Landlord’s Liability for Apartment Injuries in Florida
When a landlord neglects the repair, maintenance, or management of their rental apartment or unit, their negligence can result in various types of apartment accidents and injuries, including:
- Slip and fall injuries;
- Electrocution or burn injuries caused by faulty electrical wiring;
- Mold caused by flooding or water damage; and
- Trip and fall injuries due to broken or missing railings and stairs.
Under Florida law, tenants can hold a landlord liable for their injury if they can prove that:
- The landlord had a duty to maintain the area of the apartment or apartment complex where their injury occurred;
- The landlord failed to take reasonable steps to prevent the accident;
- The landlord should have repaired the hazard that caused your injury or at least post a warning sign;
- The tenant’s injury was a foreseeable consequence of the landlord’s negligent acts or omission to act;
- There is a link between the landlord’s negligence and the tenant’s injury; and
- The tenant incurred damages due to their injury.
How Landlords and Building Management Companies Must Prevent Tenants’ Injuries
Many landlords across Florida rely on building management companies to maintain rental properties and enforce their rental collection policy.
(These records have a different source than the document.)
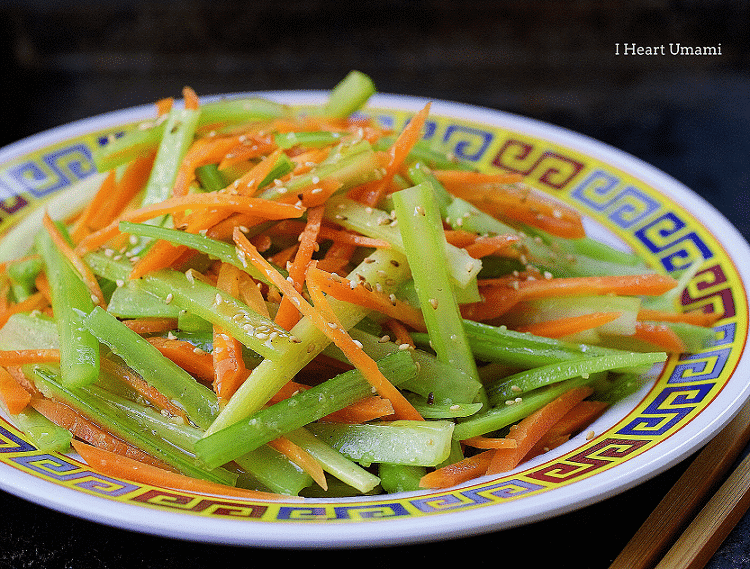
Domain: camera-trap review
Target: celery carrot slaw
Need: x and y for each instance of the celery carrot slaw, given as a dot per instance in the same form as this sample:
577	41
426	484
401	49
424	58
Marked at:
266	301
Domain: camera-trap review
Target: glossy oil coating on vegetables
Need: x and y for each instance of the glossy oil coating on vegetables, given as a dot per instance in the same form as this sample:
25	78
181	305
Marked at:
267	301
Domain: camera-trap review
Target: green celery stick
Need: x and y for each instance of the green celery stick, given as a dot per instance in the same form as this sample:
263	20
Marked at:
496	418
383	268
416	443
297	411
424	240
199	402
46	379
517	384
71	301
334	462
400	477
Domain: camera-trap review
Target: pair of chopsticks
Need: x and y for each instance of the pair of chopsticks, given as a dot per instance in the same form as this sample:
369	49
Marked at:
700	538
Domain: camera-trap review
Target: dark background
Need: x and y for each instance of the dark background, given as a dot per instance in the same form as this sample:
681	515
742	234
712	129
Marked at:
552	60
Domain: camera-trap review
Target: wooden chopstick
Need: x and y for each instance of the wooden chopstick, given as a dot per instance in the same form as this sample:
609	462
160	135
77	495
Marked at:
684	499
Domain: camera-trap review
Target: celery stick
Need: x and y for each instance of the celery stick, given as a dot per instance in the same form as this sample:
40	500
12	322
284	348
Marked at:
383	268
46	379
274	471
199	402
334	462
417	443
349	95
302	408
422	233
380	225
400	477
254	330
175	141
501	416
444	383
517	384
71	300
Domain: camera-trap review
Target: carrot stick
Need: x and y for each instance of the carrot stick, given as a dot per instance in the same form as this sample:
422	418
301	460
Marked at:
532	428
458	472
490	442
229	367
288	315
337	334
193	360
569	325
14	395
124	467
151	325
361	295
659	335
141	386
21	357
85	429
301	458
573	421
81	268
696	317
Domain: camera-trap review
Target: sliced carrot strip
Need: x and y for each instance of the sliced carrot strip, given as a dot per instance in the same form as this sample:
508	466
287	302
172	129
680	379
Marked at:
124	467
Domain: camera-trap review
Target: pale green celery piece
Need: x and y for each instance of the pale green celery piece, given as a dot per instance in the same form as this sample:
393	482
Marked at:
400	477
272	374
71	301
444	383
422	233
496	418
349	95
417	443
275	471
432	410
46	379
175	141
333	462
132	301
29	332
254	330
379	224
43	433
199	402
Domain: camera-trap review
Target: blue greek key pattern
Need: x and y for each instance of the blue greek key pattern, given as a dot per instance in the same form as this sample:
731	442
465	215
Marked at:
624	205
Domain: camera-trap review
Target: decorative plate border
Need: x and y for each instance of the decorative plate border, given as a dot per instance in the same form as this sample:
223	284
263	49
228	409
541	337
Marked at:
621	194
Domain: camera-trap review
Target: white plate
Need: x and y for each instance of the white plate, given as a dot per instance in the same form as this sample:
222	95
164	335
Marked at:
625	201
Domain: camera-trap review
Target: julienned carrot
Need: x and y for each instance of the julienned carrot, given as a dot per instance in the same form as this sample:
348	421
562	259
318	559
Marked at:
532	428
696	317
573	421
337	334
490	442
36	301
360	294
569	325
190	358
372	193
151	325
659	335
458	472
22	357
229	367
301	458
14	395
288	315
86	430
501	294
82	268
123	467
141	386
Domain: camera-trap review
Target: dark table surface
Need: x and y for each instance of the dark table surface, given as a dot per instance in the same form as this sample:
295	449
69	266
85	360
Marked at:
549	60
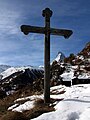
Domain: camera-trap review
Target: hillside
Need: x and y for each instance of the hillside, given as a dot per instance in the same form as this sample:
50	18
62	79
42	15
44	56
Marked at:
22	90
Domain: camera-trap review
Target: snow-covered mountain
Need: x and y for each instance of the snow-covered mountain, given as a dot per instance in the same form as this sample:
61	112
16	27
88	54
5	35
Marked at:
15	77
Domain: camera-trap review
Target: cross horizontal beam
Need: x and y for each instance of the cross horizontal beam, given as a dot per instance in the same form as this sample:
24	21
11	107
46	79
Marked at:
26	29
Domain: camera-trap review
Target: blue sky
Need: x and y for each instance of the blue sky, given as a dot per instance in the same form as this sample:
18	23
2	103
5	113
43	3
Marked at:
19	49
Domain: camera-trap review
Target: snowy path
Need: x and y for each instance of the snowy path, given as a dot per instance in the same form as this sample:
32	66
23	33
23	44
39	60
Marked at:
74	106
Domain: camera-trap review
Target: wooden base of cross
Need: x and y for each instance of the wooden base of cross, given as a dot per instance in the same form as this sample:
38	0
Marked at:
26	29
If a tenant’s injury was the result of the management company’s negligence, they could file a lawsuit against the company to recover damages.
Under Florida law, landlords and building management companies must:
- Ensure that their rental apartment meets and the housing, building, and health codes;
- Eliminate all hazards and unsafe conditions, including but not limited to mold, bedbugs, pest infestation, lead paint, and others;
- Before a tenant moves in, ensure that the stairs, handrails, floors, and other elements of the rental apartment are safe and in good condition;
- Ensure that the doors, locks, electricity, plumbing, and other necessary utilities are functioning properly; and
- Perform any repairs and maintenance, if necessary, before a tenant moves in to prevent injuries.
In Florida, you cannot sue a landlord or building management company if they were negligent, but their negligence did not cause injuries.
Speak with a Personal Injury Attorney in Florida
It is vital to speak with a knowledgeable personal injury attorney to determine liability in your particular case and identify who should be held responsible for your injury, the landlord or the property management company, or both
If your injury was the result of negligence on the part of your landlord or the management company, you might be entitled to compensation. Depending on the liable party’s insurance company’s willingness to settle your claim, you may not need to sue the landlord or the management company. In fact, the vast majority of personal injury claims are settled out of court.